We know this may sound bizarre, but this is becoming a very common form of tax identity theft.
Last year, the IRS sent out over 5 million automated audit inquiries. In 2014, 1 out of every 14 Americans had their identity stolen. These are frightening experiences that can happen to any tax payer.
There are ways to help prevent it and to protect you from thieves looking to steal your information.
- Thoroughly research reputable tax preparers before you trust someone with your sensitive documents
- File your tax return as early in the tax season as you can
- Use a secure internet connection (look for “https” instead of simply “http”)
- If you mail your return, send it directly from the post office
- SHRED any tax-related documents if they need to be discarded
Knowing the warning signs of identity theft can help prevent any further damage from occurring.
You might be a victim of tax identity theft if you received a notice from the IRS informing you that:
- More than one tax return was filed for you
- IRS records indicate you received more wages than you actually earned
- You owe additional tax or have had collective actions taken against you for a year you did not file a tax return
- Your state or federal benefits were reduced or cancelled because the agency received information reporting a change in income
If you think someone has used your Social Security Number for a tax refund you should contact the IRS immediately.

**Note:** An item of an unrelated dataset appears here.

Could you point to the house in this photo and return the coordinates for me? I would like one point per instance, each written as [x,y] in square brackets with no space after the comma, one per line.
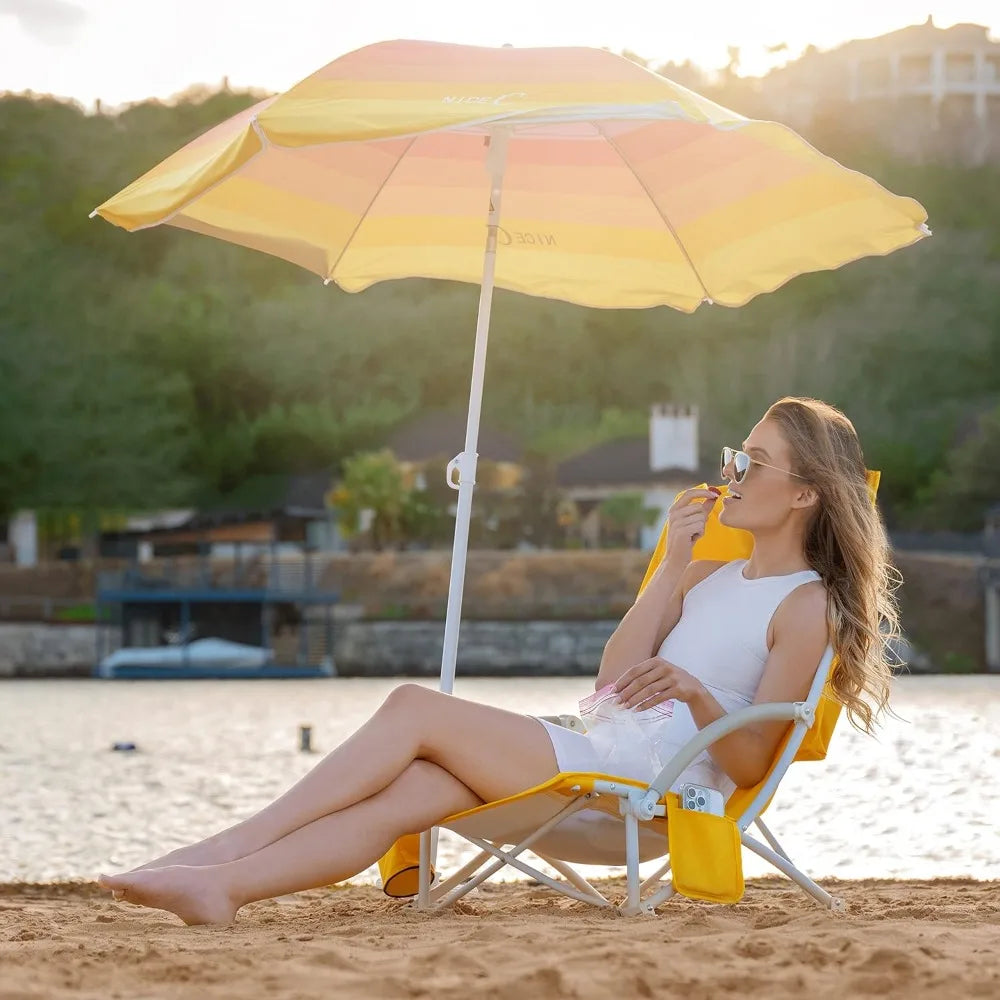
[656,466]
[924,90]
[272,512]
[425,445]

The IRS have specialists available to help you get your tax refund filed properly.
- You will need to first contact the IRS Identity Protection Specialized Unit or call 1-800-908-4490
- You will then need to update your files
- Record the dates and times you made calls or sent letters
- Keep copies of letters on file for personal reference
- Put a fraud alert on your credit reports
Always remember not to open emails or text messages that claim to be from the IRS. The IRS does not initiate contact with taxpayers electronically to request personal or financial information.
We’ve partnered with Protection Plus to provide you with access to an experienced professional to aid you directly and thoroughly through this process. The audit assistance will provide coverage on your 2015 federal tax return, and the identity theft restoration services provide assistance in the event of stolen credit cards, compromised bank accounts, fraudulent tax returns, or other identity theft incidents. Many of our clients choose this benefit for the peace of mind it provides and we recommend you do the same. Feel free to contact us if you’d like to learn more.
For any additional online tax questions, check out The Handy Tax Guy FAQ page.
Disclosure Statement: All data and information provided on this site is for informational purposes only. The Handy Tax Guy makes no absolute representation to the correctness, mistakes, omissions, delays, appropriateness, or legitimacy of any information on this site.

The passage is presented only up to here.